Respondents were split as to how to remedy patient recruitment woes: 51% would opt for a study-specific patient recruitment and retention program to increase enrollment; 47% would add more investigational sites.

Thus finding patients quickly is respondents’ top priority—“even when,” Kuss pointed out, “the potential tradeoff was increased data variability across investigational sites. Perhaps in the sponsors’ minds,” he mused, “data variability can be mitigated through the use of ePRO technology.”

Kuss noted that when asked about the benefits of using ePRO technology on an analgesia study, 53% of respondents indicated it would contribute to better data quality and improved patient compliance.

Getting to PoC is Top Priority in Analgesia Trials

Four in five respondents (80%) say that getting to “proof of concept” (PoC) as fast as possible is their top priority in developing analgesia compounds.

The tactic that six in 10 (61%) biopharma sponsors of analgesia clinical trial studies say works best in accelerating the delivery of PoC for novel pain medications is the use of validated indication-specific development models.

At the same time, 55% of respondents say that combining Phase I and Phase II studies also works well, while 43% say that reducing the signal-to-noise ratio in study data by limiting the number of investigational sites is important. Also, 37% say that conducting a global study to reduce patient recruitment time works best in speeding up the PoC process.

Doability vs. Variability

Patient recruitment is such a crucial issue in biopharma companies’ ability to complete clinical trials that those companies by a two-to-one margin are willing to sacrifice data variability for increased patient recruitment by working with more investigational sites.

“Pain is an unforgiving master, and, because of nausea and other side effects of many pain medications, we see people drop out of analgesia clinical trials more frequently than in any other type of clinical drug trial,” Kuss explained. “Our mission is to balance the scientific design of analgesia protocols against the need to keep pain patients from dropping out. Study doability versus data variability is where the rubber meets the road in analgesia clinical trials.”

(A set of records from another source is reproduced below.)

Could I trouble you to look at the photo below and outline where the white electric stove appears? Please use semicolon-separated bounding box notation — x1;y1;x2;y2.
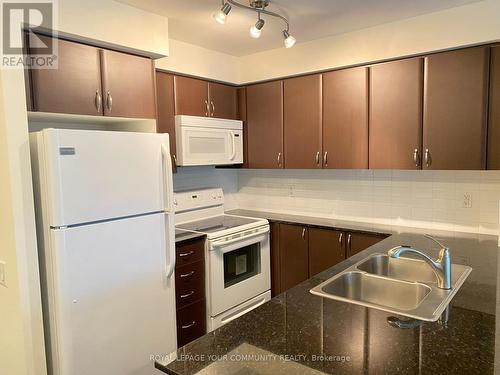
174;188;271;331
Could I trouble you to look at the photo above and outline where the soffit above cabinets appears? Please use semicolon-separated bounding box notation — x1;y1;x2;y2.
118;0;479;56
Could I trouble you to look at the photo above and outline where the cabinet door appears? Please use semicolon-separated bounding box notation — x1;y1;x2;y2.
31;35;103;115
283;74;322;169
101;50;156;118
208;82;238;120
174;76;210;117
156;71;177;173
246;81;283;169
346;232;387;258
236;87;248;168
424;47;489;169
487;46;500;169
369;58;423;169
309;228;345;277
323;67;368;169
279;224;309;291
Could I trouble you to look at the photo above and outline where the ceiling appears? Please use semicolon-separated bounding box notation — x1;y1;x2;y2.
118;0;479;56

“The question becomes, what’s the boundary between variability and doability,” Kuss added. “How does the ability to recruit the right patients and the right number of patients start to be a data issue? That’s where therapeutic expertise becomes an art.”

Outsourcing of Analgesia Clinical Trials is Preferred Option
Biopharma sponsors frequently turn to CROs for their expertise in running analgesia clinical studies. In fact, eight in 10 (80%) say they retain CROs to develop their regulatory strategies in complying with pediatric requirements for their pain drugs.

About the Survey
For this survey, 51 high-level clinical development decision-makers were interviewed during August 2012.

About Premier Research
Premier Research is a leading global contract research organization (CRO) serving biotech, pharmaceutical, and medical device corporations. Its services include clinical research and regulatory outsourcing in the areas of analgesia; neurology; infectious, cardiovascular, and respiratory disease; dermatology; and oncology. The company also has a wealth of experience in medical device and pediatric research.

Premier Research has managed more than 600 pain trials treating over 90,000 patients since our company’s inception and has conducted trials for virtually every major class of analgesic including all of the NSAID analgesics on the market today.

Premier Research has 21 offices (seven in North America, 14 in Europe) and operates in 23 countries. It employs 1,000 clinical professionals dedicated first and foremost to fulfilling each customer’s requirements in a timely, accurate, and cost-effective manner. This includes a strong international network of monitors and project management professionals combined with regulatory, data management, statistical, scientific, and medical experts, and staff at its well-established network of dedicated clinical sites.